BILLINGS -- On the heels of property tax bills that were mailed to homeowners last week, the Montana Budget and Policy Center has published a seven-page document explaining Montana’s property tax system.
“Policy Basics: Montana’s Property Tax System” is available at www.MontanaBudget.org.
According to the report, state and local property taxes collected in Montana make up about 40 percent of state and local revenue. Eighty-one percent of property tax revenue goes to local governments, including schools, public safety and infrastructure, such as roads and bridges.
Montana homeowners pay about 48 percent of property taxes, and renters aren’t off the hook.
They pay a portion of the property taxes paid on rental properties because taxes are passed through by the landlord when setting the rent amount. According to the report, the passed-through property taxes paid by renters tend to represent a higher share of their income than for wealthy taxpayers.

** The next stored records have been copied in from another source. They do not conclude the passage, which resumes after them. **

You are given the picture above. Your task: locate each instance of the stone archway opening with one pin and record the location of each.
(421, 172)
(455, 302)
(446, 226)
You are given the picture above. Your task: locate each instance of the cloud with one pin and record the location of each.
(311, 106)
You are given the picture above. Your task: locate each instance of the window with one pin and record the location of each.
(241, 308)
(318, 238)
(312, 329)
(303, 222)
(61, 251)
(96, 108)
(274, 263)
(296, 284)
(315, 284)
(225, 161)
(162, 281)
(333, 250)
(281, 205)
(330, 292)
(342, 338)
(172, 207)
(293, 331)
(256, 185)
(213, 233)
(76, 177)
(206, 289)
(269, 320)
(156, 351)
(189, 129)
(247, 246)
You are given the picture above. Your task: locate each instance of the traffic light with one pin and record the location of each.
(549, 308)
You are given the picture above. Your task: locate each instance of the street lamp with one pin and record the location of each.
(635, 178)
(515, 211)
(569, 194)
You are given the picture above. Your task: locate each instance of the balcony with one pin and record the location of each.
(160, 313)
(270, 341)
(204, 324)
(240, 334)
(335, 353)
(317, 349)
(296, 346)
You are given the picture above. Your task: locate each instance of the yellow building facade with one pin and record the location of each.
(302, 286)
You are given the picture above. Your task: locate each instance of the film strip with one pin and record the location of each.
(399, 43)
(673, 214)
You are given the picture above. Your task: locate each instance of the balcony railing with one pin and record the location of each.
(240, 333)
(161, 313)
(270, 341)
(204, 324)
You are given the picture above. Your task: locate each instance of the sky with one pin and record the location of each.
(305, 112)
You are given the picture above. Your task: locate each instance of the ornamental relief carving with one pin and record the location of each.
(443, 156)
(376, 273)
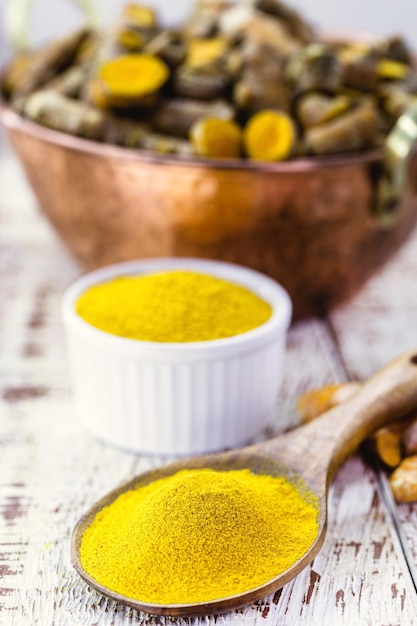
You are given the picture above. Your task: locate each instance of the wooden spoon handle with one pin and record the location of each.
(327, 441)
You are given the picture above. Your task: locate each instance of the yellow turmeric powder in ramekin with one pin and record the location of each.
(199, 535)
(172, 306)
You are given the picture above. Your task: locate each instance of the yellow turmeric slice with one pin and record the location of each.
(403, 480)
(139, 16)
(388, 444)
(215, 137)
(203, 51)
(269, 136)
(127, 80)
(392, 69)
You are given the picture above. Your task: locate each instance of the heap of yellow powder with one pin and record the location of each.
(199, 535)
(172, 306)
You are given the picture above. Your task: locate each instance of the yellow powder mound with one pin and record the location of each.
(199, 535)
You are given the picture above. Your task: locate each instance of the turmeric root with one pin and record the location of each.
(388, 444)
(203, 51)
(176, 116)
(215, 137)
(32, 70)
(392, 69)
(356, 130)
(269, 136)
(316, 108)
(403, 480)
(128, 80)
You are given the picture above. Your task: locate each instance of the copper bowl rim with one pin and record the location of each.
(14, 121)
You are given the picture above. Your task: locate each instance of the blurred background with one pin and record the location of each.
(52, 17)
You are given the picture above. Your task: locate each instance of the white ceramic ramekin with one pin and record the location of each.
(177, 398)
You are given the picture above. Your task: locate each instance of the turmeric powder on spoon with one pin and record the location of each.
(199, 535)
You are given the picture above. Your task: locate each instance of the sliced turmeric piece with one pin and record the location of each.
(216, 137)
(202, 51)
(392, 69)
(403, 480)
(313, 403)
(388, 444)
(316, 108)
(139, 16)
(128, 80)
(269, 136)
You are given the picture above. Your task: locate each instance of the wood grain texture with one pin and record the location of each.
(50, 472)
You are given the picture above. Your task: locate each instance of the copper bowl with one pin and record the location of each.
(309, 223)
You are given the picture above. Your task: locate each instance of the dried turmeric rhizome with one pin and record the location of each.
(199, 535)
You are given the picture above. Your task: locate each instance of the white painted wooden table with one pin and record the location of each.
(50, 472)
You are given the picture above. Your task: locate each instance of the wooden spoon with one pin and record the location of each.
(312, 452)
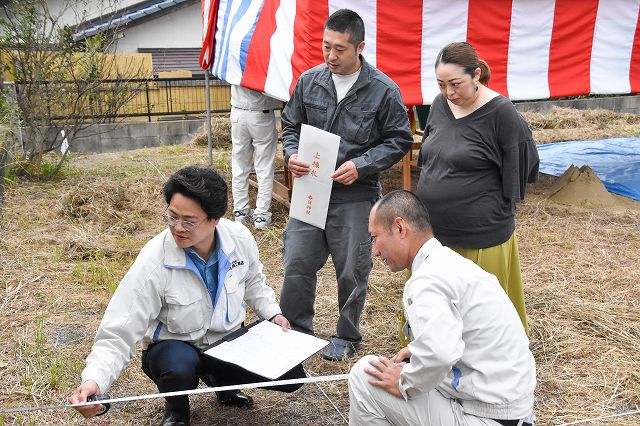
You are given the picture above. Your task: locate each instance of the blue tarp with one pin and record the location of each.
(616, 162)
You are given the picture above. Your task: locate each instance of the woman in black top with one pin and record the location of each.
(475, 167)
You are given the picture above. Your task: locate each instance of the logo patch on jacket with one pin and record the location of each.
(236, 263)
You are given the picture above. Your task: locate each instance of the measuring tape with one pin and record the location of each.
(197, 391)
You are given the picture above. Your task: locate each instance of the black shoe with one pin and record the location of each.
(173, 417)
(234, 399)
(339, 349)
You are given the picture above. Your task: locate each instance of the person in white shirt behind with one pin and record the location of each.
(468, 362)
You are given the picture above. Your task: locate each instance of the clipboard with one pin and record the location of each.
(264, 349)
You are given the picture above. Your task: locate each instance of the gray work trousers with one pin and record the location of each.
(306, 249)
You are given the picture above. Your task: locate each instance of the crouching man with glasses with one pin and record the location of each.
(184, 292)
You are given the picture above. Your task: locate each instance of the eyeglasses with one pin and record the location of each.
(187, 225)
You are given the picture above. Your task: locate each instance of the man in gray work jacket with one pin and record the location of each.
(348, 97)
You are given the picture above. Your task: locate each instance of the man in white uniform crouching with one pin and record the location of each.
(468, 362)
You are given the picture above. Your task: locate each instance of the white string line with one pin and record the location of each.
(327, 396)
(197, 391)
(601, 418)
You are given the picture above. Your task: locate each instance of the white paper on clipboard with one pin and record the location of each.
(267, 350)
(311, 193)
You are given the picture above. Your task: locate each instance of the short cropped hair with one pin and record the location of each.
(203, 185)
(402, 204)
(347, 21)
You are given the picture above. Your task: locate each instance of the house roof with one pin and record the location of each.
(132, 15)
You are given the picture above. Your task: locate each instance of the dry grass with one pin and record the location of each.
(65, 245)
(564, 124)
(220, 133)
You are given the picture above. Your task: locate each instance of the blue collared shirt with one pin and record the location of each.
(208, 270)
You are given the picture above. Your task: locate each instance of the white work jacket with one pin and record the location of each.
(467, 339)
(163, 297)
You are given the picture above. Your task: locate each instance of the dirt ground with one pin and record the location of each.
(64, 246)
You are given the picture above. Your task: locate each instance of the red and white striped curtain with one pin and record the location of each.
(536, 48)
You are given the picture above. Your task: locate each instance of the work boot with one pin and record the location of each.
(339, 349)
(174, 416)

The Montana Department of Revenue is responsible for appraising, or valuing, property for determining the market value. Each taxing jurisdiction — counties, cities and school districts — uses these values to calculate property taxes.
The Montana Legislature has created 14 different classes of property, including residential, commercial, agricultural land, business equipment and centrally assessed property, such as utilities. The Legislature assigns a tax rate to each class of property and multiplies that tax rate by the property’s market value to determine the taxable value.
With those values, cities and counties apply the mill levies to the property’s taxable value to determine taxes owed. County governments are responsible for collecting property taxes and distributing the appropriate portion of those taxes to the state, cities, school districts and other taxing jurisdictions.
Residential property has grown as a share of overall taxable value, from about 30 percent 20 years ago to 45 percent in 2013, according to the Montana Department of Revenue. Commercial property’s share also increased over the same period, but only by about 2 percent, to about 13 percent of overall taxable value.
Utility, agriculture and business equipment have all shown declines in their share of overall taxable value.
Residential property owners pay a greater share of property taxes, in part, because the legislature has cut the tax rates on other property classes. The effective tax rate on business equipment, for example, has fallen by more than 50 percent in the past few decades.
The Montana Constitution and state law requires the Department of Revenue to reappraise all property every six years, and the department is now completing the reappraisal cycle that began Jan. 1, 2009, and ends Dec. 31.
The department estimates that total taxes on a median home in Yellowstone County, worth about $179,000, will be $1,398 in 2015, down $21 from 2014.
MBPC is a nonprofit organization focused on providing credible and timely research and analysis on budget, tax, and economic issues that impact low- and moderate-income Montana families.